The stability of emerging markets came back to the fore this week when Pakistan became the last country to call for an IMF bailout, in the hope that the funds will enable it to strengthen the finances of its government.

Earlier this year, Argentina had asked for a bailout after the fall of its currency. Just months after receiving a $ 50 billion bailout, Argentina's currency has fallen further and the country has benefited from an even larger IMF bailout package.

After the financial crisis, investors sought higher returns in emerging markets at risk. Today, money is returning to the United States. What has gone wrong for countries such as Argentina and Turkey and could it get worse? Composite photo: Crystal Tai / iStock

Turkey has also faced a massive fall in its currency.

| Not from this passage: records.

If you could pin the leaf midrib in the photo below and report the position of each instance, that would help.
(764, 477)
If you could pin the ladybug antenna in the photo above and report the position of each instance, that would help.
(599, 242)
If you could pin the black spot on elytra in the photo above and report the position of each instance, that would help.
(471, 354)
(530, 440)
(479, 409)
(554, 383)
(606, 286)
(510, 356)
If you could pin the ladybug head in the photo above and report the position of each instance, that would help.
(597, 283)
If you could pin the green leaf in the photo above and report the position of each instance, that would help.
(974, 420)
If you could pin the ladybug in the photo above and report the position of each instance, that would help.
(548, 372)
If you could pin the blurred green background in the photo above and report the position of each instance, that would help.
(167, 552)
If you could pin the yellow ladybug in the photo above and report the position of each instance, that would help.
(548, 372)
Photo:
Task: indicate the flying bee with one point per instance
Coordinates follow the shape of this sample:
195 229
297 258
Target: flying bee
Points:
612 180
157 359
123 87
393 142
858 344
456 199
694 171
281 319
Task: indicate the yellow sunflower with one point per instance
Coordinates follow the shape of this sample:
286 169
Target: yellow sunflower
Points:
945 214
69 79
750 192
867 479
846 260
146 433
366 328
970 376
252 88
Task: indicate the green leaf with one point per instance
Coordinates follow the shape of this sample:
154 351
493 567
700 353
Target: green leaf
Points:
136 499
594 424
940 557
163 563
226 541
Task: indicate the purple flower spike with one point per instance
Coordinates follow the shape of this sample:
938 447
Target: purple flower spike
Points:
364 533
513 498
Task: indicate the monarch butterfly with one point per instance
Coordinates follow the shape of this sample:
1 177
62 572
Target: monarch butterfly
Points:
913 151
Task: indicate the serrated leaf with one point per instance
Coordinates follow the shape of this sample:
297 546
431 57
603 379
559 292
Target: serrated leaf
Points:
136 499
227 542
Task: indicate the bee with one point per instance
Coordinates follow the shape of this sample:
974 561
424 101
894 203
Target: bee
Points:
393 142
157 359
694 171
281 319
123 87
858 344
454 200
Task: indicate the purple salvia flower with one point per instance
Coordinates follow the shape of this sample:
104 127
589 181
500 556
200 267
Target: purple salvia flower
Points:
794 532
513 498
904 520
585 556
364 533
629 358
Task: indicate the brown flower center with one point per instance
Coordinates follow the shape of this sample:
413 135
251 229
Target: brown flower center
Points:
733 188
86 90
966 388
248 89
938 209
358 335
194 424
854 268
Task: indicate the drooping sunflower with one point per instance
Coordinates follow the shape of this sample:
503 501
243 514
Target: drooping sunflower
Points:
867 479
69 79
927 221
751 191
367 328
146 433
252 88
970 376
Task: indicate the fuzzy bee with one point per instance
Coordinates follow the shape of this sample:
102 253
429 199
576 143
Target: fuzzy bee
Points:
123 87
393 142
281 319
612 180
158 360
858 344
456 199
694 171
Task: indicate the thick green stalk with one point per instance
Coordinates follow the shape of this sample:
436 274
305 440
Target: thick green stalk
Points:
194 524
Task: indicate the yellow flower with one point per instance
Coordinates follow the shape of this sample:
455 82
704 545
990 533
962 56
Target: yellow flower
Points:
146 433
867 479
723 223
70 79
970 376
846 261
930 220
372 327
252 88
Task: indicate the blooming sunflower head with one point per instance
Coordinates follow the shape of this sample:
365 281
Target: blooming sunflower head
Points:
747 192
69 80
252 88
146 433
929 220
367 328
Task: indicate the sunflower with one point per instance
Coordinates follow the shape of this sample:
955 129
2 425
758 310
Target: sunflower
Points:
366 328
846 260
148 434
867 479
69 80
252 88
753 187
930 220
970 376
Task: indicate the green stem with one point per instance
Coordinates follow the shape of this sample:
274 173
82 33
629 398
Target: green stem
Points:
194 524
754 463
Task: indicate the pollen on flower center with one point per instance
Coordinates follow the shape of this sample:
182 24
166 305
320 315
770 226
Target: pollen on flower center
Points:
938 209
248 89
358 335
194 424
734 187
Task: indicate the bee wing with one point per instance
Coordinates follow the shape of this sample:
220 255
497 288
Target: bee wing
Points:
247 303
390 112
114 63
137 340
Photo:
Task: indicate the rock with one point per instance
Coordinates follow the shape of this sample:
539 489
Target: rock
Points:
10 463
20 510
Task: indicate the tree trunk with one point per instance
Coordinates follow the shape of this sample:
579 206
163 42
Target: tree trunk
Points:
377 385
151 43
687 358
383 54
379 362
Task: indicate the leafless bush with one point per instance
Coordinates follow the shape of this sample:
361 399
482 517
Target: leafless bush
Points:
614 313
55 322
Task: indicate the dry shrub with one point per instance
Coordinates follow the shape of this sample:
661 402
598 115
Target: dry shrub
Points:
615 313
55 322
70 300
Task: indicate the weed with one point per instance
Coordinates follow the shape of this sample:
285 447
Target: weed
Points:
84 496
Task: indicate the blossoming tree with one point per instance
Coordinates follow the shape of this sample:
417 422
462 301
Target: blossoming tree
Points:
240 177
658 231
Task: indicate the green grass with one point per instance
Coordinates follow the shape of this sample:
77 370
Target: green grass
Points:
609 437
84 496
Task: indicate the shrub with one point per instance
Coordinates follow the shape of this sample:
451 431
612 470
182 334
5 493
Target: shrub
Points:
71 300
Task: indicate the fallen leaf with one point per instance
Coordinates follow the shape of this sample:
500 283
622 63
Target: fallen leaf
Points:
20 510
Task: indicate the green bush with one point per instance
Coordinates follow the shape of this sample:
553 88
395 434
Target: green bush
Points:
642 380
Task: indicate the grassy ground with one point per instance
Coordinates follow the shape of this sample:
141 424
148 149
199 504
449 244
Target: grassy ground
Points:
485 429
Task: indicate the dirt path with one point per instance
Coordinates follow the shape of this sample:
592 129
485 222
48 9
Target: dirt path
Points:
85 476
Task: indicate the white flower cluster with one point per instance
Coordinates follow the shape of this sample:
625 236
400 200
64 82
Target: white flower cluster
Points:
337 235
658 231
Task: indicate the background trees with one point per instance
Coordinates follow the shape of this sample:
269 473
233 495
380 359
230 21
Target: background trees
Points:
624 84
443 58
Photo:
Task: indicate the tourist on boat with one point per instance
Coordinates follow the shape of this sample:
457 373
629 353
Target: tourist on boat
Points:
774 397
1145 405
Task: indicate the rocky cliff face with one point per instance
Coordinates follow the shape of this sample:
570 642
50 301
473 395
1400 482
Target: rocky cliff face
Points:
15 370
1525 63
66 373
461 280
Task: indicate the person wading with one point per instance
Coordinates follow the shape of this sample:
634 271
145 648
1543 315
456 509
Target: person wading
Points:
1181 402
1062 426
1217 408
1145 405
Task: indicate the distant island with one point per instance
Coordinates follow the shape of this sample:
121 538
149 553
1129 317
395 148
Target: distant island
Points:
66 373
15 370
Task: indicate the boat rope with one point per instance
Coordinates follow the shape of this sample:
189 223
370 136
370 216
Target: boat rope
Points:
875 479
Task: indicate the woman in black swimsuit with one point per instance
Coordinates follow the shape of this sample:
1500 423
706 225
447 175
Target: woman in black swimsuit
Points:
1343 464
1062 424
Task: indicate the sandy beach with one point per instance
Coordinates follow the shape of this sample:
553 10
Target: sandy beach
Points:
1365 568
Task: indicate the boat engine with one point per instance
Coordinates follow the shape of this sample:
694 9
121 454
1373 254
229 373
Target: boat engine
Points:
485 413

While the three countries face very different challenges, their crises share one common element: the opposite of a stronger dollar has been a weakening of their currency. Capital has flowed from their economies to the United States, partly seduced by the Federal Reserve's interest rate hike campaign.

In recent years, emerging markets have attracted significant investment flows, boosting their economies as asset prices rise and companies have more money to hire and develop.

In the severe IMF scenario, these flows could be reversed and outflows could reach 0.6% of gross domestic product. This would be "on par with the outflows seen during the global financial crisis," according to the IMF's Financial Stability Report.

"This scenario with marginal risk would likely have a significant impact on the economic performance of emerging markets, particularly for sovereigns and companies that rely on external financing," the IMF report said. "The estimated cash outflows in this scenario are much higher than, for example, in the fourth quarter of 2011, at the height of the sovereign debt crisis in Europe."

Although the scenario is not inevitable, the vulnerabilities are high. The measurement of the public debt by the IMF, which is partly a function of total borrowing, is increasing. More than 45 percent of low-income countries were highly exposed to or already struggling with debt distress, the IMF said, compared to just about 25 percent five years ago.

"This should serve as an alarm bell," Lagarde said of rising debt and the risk of capital outflows.

Write to Josh Zumbrun at [email protected]

Published in the print edition of October 10, 2018 under the title: "Emerging economies are dynamic, says IMF".